Revik exhaled, feeling a relief so palpable his heart started back up in his chest. He honestly didn’t know why at first, if it was from the realization he wasn’t alone, or because of the identity of the person themselves.
“Feigran,” Revik said, the word a gasp. “Feigran?”
“Yes, brother.”
There was a pause.
Then Feigran’s voice grew closer.
Revik felt his relief intensify when he realized he could hear him approach, meaning his physical body. Feigran’s light steps even now echoed slightly against the dead walls.
“You’re really here, Feigran?” Revik said.
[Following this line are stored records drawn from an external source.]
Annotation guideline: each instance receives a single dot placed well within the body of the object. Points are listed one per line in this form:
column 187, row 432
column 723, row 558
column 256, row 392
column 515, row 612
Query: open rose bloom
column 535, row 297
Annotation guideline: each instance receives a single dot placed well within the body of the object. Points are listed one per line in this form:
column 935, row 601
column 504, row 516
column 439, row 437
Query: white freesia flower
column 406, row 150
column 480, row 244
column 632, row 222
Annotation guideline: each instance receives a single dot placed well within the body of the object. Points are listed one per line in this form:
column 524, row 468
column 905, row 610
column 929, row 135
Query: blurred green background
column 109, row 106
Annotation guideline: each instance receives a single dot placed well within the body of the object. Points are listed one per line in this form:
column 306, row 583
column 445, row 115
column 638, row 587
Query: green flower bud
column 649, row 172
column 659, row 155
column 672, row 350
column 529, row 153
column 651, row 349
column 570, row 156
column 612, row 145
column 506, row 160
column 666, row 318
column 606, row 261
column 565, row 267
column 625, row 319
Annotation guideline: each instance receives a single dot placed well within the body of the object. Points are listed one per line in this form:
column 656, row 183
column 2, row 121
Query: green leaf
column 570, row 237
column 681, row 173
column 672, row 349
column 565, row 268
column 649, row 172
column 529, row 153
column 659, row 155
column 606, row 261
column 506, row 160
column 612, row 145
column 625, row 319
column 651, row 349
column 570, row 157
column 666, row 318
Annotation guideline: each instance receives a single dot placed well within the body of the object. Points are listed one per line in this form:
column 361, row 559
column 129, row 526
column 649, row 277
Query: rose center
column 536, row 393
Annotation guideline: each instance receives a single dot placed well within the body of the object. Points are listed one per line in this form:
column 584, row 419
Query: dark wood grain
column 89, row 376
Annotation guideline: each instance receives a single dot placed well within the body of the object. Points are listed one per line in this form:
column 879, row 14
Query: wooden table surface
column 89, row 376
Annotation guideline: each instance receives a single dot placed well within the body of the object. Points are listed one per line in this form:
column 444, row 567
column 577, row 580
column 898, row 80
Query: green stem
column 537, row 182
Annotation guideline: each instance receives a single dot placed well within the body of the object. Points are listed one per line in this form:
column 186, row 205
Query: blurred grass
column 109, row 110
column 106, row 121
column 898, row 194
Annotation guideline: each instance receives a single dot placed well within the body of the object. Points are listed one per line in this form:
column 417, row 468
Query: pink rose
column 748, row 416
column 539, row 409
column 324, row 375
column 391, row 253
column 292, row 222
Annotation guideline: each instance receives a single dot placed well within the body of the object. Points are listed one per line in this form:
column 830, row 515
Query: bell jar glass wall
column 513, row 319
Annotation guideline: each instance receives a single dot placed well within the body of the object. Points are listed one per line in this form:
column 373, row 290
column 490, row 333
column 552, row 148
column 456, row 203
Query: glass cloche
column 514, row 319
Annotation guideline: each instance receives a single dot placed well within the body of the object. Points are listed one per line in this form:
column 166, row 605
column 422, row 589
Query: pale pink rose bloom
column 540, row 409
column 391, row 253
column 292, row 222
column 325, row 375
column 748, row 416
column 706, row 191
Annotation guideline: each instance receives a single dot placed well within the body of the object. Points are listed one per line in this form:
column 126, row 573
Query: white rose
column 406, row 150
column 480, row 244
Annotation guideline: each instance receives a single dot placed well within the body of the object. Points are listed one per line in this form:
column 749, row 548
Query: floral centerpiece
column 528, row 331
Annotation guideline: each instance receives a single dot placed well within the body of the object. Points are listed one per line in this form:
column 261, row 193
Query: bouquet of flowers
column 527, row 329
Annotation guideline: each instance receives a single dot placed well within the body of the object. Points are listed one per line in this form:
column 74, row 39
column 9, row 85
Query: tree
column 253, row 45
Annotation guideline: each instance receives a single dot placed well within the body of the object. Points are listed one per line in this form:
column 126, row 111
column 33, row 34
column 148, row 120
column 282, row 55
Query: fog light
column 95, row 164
“Yes, brother,” the other seer said.
“Come here. Come here, brother…”
“All right,” the other said agreeably. “But we really should get out of here now,” he added solemnly, as if to convince Revik of the seriousness of his words. “They’re going to try and kill us soon. Well…” the seer amended, exhaling in a soft, purring kind of sigh. “They are
trying
to kill us already, brother. It is on its way here…some part of it, at least. But we should go before it arrives. I would prefer that, I think. Very much…to staying down here.”
Revik’s mind spun over the other’s words.
“What?” he said, alarm back in his voice. “What’s on its way?”
He flinched, jumping in spite of himself when the smaller seer sidled his body closer, grasping Revik’s arm in his hands. Revik didn’t move away when Feigran pressed into his side. Instead a strange surge of relief came over him at the contact.